Se o primeiro é muito bom, mas ainda experimentando o formato tanto da música, quanto do conceito, o segundo é redondo. Asas da América – Frevo, o disco deste domingo, completa 40 anos em 2023. Assim como o primeiro, foi ignorado nas rádios recifenses. Talvez pelo mesmo motivo com que foi visto com estranheza na imprensa carioca. Frevo continuava sendo um gênero exótico fora de Pernambuco, e alguns estados nordestinos, incluindo a Bahia, onde era tocado pelos trios elétricos, que seriam desbancados do Carnaval de Salvador com o sucesso da axé music.
“O título Asas da América é por causa do frevo do mesmo nome, que fiz de parceria com Geraldo Azevedo, e também porque não quis dar ao meu disco uma característica de folclore, e sim chamar atenção para o frevo, uma das mais ricas manifestações culturais da música popular brasileira”, de Carlos Fernando a Maria Eduarda Alves de Souza, no Jornal do Brasil, numa entrevista sobre o primeiro LP da série. Em Asas da América, Carlos Fernando se antecipa a J.Michiles colocando letra em frevos rasgados, o frevo de rua, até então sem letras.

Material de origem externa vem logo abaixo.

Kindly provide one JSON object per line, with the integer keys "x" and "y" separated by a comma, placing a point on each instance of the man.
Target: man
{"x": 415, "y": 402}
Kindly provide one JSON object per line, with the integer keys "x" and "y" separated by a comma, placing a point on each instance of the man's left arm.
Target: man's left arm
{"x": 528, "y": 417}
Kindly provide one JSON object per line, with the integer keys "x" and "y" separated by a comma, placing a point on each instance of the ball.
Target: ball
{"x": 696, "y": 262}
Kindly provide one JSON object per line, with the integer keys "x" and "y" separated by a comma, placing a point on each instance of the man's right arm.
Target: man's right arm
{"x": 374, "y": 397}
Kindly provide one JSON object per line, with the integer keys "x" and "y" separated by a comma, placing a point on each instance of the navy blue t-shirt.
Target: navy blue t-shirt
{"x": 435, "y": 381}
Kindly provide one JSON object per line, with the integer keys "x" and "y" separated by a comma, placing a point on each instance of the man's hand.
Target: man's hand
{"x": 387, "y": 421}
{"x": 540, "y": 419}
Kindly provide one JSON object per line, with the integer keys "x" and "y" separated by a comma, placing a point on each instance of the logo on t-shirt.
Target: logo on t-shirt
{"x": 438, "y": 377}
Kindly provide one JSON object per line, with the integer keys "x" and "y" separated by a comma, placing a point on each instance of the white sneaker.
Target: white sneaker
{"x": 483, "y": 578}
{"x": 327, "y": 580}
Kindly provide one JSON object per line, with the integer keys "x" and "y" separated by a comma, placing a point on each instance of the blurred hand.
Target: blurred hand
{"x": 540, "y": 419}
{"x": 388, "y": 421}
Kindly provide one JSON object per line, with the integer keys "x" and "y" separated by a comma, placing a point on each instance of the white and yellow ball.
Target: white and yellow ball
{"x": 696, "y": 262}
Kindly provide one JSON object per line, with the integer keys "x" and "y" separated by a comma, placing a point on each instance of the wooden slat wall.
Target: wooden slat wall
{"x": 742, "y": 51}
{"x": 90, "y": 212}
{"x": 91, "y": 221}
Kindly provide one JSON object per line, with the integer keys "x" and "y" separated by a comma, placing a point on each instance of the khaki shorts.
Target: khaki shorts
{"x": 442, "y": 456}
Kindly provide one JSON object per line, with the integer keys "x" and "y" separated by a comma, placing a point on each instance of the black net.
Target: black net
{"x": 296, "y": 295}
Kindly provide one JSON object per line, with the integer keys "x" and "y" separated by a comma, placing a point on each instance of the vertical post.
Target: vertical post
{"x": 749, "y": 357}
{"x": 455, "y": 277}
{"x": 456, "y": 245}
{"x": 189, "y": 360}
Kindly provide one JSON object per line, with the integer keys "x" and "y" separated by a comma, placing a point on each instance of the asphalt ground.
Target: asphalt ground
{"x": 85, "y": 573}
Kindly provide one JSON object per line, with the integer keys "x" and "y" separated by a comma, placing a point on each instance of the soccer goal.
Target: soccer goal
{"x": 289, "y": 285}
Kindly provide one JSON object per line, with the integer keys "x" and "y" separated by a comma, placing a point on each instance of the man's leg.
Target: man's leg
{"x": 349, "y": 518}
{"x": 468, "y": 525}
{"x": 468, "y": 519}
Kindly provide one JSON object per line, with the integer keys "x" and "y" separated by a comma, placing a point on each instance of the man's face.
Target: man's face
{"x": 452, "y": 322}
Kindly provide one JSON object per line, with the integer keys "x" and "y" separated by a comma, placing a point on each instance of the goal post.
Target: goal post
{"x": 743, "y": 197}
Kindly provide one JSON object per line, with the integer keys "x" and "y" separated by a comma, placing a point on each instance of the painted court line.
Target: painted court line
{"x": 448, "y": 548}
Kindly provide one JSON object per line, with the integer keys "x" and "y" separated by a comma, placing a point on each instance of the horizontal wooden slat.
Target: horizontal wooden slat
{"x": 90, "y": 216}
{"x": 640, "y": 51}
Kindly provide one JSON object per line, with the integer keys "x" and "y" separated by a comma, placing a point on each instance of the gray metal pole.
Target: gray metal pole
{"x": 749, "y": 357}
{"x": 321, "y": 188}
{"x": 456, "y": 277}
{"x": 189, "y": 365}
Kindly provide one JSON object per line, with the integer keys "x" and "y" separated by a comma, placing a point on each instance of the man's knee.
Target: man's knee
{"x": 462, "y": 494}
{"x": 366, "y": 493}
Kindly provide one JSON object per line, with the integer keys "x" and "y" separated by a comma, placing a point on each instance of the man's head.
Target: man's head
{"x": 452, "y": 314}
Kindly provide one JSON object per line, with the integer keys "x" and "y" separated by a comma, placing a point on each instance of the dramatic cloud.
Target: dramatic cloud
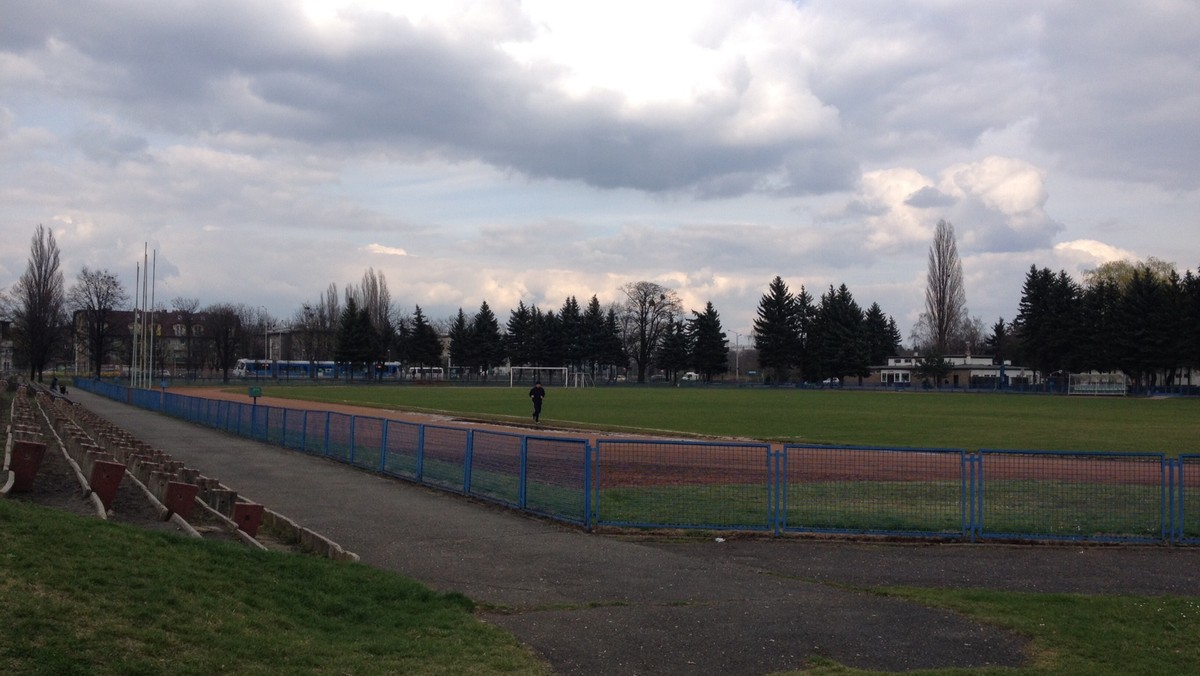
{"x": 507, "y": 151}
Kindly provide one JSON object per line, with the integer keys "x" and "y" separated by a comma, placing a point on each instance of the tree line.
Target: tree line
{"x": 1139, "y": 318}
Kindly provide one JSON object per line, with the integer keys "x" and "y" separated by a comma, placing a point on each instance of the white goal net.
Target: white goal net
{"x": 550, "y": 376}
{"x": 1098, "y": 384}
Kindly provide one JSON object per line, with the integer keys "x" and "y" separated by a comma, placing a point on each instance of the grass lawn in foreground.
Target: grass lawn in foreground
{"x": 82, "y": 596}
{"x": 831, "y": 417}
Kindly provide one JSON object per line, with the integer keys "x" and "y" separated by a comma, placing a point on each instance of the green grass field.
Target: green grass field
{"x": 847, "y": 417}
{"x": 83, "y": 596}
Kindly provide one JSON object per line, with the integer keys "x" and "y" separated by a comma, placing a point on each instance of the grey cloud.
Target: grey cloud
{"x": 253, "y": 69}
{"x": 929, "y": 197}
{"x": 1126, "y": 91}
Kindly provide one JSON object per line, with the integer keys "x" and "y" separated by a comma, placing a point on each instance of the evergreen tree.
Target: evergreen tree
{"x": 1099, "y": 312}
{"x": 547, "y": 339}
{"x": 613, "y": 348}
{"x": 777, "y": 330}
{"x": 39, "y": 315}
{"x": 1191, "y": 319}
{"x": 839, "y": 336}
{"x": 354, "y": 339}
{"x": 1048, "y": 319}
{"x": 460, "y": 344}
{"x": 648, "y": 310}
{"x": 425, "y": 346}
{"x": 882, "y": 339}
{"x": 487, "y": 345}
{"x": 709, "y": 347}
{"x": 570, "y": 321}
{"x": 675, "y": 350}
{"x": 593, "y": 338}
{"x": 520, "y": 335}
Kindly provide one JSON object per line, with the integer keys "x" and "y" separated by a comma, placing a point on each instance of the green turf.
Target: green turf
{"x": 846, "y": 417}
{"x": 82, "y": 596}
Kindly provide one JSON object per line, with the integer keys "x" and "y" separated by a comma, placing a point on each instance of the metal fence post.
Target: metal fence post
{"x": 523, "y": 473}
{"x": 467, "y": 461}
{"x": 383, "y": 447}
{"x": 587, "y": 485}
{"x": 420, "y": 453}
{"x": 328, "y": 416}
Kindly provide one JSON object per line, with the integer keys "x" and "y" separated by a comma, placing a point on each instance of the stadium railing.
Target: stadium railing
{"x": 648, "y": 483}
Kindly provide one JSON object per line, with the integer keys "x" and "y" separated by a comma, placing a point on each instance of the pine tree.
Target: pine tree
{"x": 777, "y": 330}
{"x": 486, "y": 342}
{"x": 673, "y": 353}
{"x": 709, "y": 347}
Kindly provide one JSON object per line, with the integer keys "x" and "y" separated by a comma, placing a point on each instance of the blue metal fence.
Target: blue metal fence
{"x": 915, "y": 491}
{"x": 930, "y": 492}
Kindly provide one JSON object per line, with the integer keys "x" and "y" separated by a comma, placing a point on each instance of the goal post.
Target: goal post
{"x": 1098, "y": 384}
{"x": 547, "y": 375}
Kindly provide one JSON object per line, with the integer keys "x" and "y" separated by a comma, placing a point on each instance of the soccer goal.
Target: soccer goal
{"x": 529, "y": 375}
{"x": 1098, "y": 384}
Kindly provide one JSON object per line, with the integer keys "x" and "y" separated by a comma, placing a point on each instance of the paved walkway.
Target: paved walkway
{"x": 593, "y": 604}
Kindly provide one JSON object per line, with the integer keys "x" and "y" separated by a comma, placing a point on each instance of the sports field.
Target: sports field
{"x": 831, "y": 417}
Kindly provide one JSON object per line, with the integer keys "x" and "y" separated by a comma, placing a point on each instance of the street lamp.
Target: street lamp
{"x": 737, "y": 356}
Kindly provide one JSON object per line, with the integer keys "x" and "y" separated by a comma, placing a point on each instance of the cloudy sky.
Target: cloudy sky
{"x": 504, "y": 151}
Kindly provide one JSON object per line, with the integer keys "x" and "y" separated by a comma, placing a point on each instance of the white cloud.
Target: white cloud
{"x": 504, "y": 151}
{"x": 384, "y": 250}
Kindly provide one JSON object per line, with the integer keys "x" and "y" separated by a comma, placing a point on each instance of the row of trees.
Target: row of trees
{"x": 816, "y": 341}
{"x": 1138, "y": 318}
{"x": 357, "y": 327}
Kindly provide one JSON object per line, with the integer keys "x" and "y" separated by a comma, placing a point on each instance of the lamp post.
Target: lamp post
{"x": 737, "y": 356}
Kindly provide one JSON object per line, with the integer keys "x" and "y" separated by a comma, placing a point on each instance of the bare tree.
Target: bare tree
{"x": 39, "y": 312}
{"x": 225, "y": 328}
{"x": 940, "y": 328}
{"x": 648, "y": 311}
{"x": 186, "y": 310}
{"x": 94, "y": 298}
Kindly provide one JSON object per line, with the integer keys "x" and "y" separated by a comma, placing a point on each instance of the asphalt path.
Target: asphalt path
{"x": 604, "y": 604}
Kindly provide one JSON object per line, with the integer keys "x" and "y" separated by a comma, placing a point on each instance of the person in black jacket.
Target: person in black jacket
{"x": 537, "y": 393}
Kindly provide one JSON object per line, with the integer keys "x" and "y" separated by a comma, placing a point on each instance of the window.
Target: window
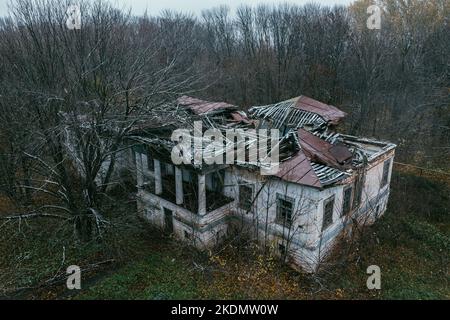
{"x": 386, "y": 166}
{"x": 149, "y": 184}
{"x": 346, "y": 204}
{"x": 285, "y": 206}
{"x": 150, "y": 164}
{"x": 245, "y": 197}
{"x": 215, "y": 181}
{"x": 167, "y": 169}
{"x": 328, "y": 207}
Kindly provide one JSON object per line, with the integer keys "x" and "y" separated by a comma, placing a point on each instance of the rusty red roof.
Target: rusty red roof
{"x": 199, "y": 106}
{"x": 321, "y": 151}
{"x": 326, "y": 111}
{"x": 298, "y": 169}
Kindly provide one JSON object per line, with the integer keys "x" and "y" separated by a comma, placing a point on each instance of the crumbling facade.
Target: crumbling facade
{"x": 326, "y": 181}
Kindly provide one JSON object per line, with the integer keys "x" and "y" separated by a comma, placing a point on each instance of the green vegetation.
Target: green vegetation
{"x": 410, "y": 246}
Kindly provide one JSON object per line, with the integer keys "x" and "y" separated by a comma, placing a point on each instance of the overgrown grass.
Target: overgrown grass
{"x": 410, "y": 243}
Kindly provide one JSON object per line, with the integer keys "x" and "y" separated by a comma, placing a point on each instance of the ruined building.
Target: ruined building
{"x": 326, "y": 181}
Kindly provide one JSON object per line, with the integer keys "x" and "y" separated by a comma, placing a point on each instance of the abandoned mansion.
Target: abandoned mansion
{"x": 325, "y": 183}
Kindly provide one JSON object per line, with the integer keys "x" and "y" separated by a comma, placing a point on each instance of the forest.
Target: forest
{"x": 393, "y": 82}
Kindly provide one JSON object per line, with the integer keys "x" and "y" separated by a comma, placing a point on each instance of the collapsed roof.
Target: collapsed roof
{"x": 310, "y": 152}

O Homem da Meia-Noite (parceria com Alceu Valença) é um desses.
O segundo Asas da América, com exceção de As Frenéticas, é de nordestinos, que sabiam mais de frevo do que parte dos medalhões do disco anterior. E o próprio compositor aponta isso, quando explica porque escolheu Chico Buarque para cantar, no primeiro LP, Toda Torcida, um frevo canção em molde mais tradicional: “Não que ele não pudesse cantar um frevo rasgado. Mas em termos de vivência é mais fácil dar este gênero de frevo a Elba Ramalho, ou a Alceu Valença. Daí fiz para Chico um frevo que fala de futebol, torcida, enfim, tem uma linguagem urbana, bem de acordo com as características dele” (na mesma entrevista).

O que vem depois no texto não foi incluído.